The beautiful European islands just as gorgeous as Sicily but hardly any tourists | Europe | Travel

When choosing a holiday destination there are a number of factors that come into play. The weather, cost, distance, accommodation, food and activities are all considerations to make.

For some people, how busy an area is will also be important, with many actively seeking lesser-known locations for this very reason.

It can be the case that a place is popular for good reason and vice versa. However, there are instances where you don’t have to compromise on any of the pros in order to go somewhere off the beaten path.

The Aeolian islands, which are part of Italy, are such destinations.

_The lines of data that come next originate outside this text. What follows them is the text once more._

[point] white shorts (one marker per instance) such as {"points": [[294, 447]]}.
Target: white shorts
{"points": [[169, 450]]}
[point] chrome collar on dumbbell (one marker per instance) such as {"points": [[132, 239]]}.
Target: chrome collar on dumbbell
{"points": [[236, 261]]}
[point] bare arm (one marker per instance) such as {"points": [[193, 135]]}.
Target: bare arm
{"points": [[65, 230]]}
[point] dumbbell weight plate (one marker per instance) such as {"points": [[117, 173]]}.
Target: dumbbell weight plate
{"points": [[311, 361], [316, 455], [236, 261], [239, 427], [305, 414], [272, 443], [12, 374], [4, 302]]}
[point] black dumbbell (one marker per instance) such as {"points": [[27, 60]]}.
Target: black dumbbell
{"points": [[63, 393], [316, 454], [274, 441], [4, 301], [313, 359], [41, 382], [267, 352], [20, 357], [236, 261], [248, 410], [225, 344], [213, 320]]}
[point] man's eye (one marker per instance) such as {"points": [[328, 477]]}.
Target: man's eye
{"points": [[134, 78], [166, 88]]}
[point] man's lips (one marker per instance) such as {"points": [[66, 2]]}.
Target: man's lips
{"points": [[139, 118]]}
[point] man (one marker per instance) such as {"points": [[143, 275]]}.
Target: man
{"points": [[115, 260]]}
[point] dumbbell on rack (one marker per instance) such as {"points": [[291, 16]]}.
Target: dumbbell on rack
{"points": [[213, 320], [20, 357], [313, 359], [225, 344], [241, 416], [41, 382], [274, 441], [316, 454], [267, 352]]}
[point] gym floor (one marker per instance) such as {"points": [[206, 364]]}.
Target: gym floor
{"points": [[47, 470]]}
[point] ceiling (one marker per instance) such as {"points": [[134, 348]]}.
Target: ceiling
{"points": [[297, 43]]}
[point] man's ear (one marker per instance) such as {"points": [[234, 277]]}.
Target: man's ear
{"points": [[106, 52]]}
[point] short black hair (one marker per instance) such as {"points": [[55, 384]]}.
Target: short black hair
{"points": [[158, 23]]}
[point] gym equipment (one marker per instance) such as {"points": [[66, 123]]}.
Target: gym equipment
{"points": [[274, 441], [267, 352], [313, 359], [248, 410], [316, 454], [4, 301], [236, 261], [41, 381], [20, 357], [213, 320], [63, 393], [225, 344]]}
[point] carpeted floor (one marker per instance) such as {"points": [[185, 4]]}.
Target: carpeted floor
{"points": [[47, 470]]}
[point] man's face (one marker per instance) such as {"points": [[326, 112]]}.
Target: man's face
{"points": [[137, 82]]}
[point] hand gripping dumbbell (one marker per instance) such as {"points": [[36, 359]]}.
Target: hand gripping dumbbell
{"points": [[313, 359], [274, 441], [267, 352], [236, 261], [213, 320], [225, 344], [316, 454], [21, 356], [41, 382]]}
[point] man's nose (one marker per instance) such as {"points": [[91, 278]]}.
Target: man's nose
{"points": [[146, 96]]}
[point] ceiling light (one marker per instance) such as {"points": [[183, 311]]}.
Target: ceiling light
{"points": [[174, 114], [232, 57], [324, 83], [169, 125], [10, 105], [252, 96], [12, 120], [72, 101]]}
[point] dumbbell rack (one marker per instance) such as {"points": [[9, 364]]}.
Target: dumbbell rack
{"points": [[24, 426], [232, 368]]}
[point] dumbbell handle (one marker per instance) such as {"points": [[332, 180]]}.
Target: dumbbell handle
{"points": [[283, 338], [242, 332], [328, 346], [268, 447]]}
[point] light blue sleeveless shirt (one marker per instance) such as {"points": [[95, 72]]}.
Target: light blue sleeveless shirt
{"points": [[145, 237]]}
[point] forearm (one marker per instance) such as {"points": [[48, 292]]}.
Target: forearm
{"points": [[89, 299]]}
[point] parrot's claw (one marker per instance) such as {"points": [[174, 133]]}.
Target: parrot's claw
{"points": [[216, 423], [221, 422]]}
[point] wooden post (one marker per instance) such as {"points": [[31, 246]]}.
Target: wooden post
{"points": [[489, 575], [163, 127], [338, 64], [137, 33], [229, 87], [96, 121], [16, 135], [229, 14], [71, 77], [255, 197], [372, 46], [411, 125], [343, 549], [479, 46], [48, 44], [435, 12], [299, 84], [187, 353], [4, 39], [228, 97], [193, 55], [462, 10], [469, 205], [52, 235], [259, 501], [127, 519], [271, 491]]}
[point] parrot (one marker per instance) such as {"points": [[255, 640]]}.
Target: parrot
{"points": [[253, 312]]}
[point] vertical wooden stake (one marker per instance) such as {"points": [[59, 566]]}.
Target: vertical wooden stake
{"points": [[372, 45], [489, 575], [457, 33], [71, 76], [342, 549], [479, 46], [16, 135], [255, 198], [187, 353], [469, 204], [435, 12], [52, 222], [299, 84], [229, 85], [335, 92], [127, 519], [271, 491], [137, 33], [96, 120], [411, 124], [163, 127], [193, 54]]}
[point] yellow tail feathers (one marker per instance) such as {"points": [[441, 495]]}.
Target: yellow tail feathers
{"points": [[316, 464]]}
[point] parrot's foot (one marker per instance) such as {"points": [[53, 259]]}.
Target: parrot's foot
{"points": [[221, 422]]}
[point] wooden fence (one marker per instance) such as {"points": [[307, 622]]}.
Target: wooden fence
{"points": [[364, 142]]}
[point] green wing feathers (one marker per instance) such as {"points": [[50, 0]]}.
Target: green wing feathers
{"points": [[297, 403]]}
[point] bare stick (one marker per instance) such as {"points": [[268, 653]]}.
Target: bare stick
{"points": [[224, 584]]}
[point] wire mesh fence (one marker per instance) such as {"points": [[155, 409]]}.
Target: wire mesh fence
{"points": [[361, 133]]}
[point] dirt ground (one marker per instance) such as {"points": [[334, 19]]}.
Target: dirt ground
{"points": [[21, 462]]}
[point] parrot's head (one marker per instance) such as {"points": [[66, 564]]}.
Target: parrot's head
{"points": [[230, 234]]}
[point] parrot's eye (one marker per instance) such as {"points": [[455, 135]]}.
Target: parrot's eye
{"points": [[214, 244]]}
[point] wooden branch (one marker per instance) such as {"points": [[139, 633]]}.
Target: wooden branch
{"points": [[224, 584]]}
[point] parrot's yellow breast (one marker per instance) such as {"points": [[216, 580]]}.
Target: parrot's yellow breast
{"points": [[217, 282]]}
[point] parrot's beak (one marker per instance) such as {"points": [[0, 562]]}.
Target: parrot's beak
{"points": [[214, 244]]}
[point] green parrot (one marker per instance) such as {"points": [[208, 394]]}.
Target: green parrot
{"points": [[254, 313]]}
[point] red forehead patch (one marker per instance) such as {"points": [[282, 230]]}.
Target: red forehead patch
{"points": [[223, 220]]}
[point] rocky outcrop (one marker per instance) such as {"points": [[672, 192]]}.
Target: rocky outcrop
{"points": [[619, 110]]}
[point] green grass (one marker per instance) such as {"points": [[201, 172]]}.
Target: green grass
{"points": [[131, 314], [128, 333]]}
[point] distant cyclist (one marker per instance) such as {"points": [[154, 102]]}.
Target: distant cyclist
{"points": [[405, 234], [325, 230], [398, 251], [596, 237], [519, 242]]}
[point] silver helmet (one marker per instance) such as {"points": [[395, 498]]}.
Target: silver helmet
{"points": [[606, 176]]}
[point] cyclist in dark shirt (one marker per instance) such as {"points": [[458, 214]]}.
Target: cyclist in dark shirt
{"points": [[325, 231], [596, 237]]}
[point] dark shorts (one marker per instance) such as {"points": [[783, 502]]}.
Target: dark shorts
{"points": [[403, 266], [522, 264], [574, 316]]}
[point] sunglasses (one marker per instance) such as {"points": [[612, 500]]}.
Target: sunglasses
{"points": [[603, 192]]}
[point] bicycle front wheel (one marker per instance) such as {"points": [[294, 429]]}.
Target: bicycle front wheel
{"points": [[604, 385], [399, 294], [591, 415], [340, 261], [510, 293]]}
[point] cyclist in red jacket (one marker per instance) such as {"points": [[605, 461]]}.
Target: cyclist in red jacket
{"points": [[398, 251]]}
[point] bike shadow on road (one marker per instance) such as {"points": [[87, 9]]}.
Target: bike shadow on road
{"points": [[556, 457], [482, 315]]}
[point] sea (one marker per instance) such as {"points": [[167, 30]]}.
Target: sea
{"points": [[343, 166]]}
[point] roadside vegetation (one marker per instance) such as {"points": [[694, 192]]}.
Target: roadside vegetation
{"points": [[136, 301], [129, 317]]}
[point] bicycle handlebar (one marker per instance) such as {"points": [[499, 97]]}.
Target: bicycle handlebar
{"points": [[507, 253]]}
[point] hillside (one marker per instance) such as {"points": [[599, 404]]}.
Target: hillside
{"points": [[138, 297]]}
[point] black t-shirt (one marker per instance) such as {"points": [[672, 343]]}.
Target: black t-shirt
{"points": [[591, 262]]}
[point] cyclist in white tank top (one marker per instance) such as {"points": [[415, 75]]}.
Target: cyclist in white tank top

Found off the north east coast of Sicily, the group is made up of Lipari, Vulcano, Salina, Stromboli, Filicudi, Alicudi and Panarea, alongside a set of minor islands and rocks.

According to travel experts at Euro News, this archipelago is “relatively undiscovered” due to its lack of transport links. “Now is the time to visit before it gets too popular,” they say.

Due to this lack of accessibility they had long been just the destination of Italians, as opposed to people coming from abroad.

But they are starting to become more popular with foreigners, Euro News reports.

“A long time favourite destination of adventurous Italians, they’re becoming ever more accessible to foreign tourists, despite the fact they’re not easy to reach,” it says.

“In fact, these sublime islands are only accessible by boat, making them far more effort to reach than the majority of Italian destinations.

“It’s rare to hear a single complaint about them from those who have visited, though. Instead, it’s widely agreed that the extra effort to get to them is absolutely worth it.”

But what makes the islands so special?

Between them you will find a variety of “trendy towns” and ancient harbour villages, as well as stunning greenery and “untamed” volcanic landscapes.

Each island in the group is entirely unique, but together they are recognised for their collective beauty.

As a group they have been named a UNESCO World Heritage site since 2000.

Offering frequent volcanic eruptions, Stromboli is a must visit, to see the truly unusual natural phenomenon. Griffiths explains the eruptions are best seen from a boat rather than on the island itself.

“From the safety of a boat”, she says. “You can marvel at the giant plumes of volcanic smoke and ash which shoot up into the skies above.”

Speaking to Euro News, Eva de Wilde – co-founder of Aeolian islands sailing company Eco Sailors – shared what she loves about the area.

“Choosing a favourite island is very difficult because all of the islands are so different from each other and characteristic in their own way, which is one of the reasons that make them so impressive,” she said.

“The water in this part of the Mediterranean is uniquely deep blue and clear. There is also a lot of history and mythology.

“Every village is as different as all of the islands.

“It’s impossible for us to choose a favourite activity or island because you can not compare them, each has its own special beauty and activities.”

The nearest airport to the Aeolian islands is Palermo in Sicily. Direct flights from the UK to Palermo go from London Heathrow and Stansted.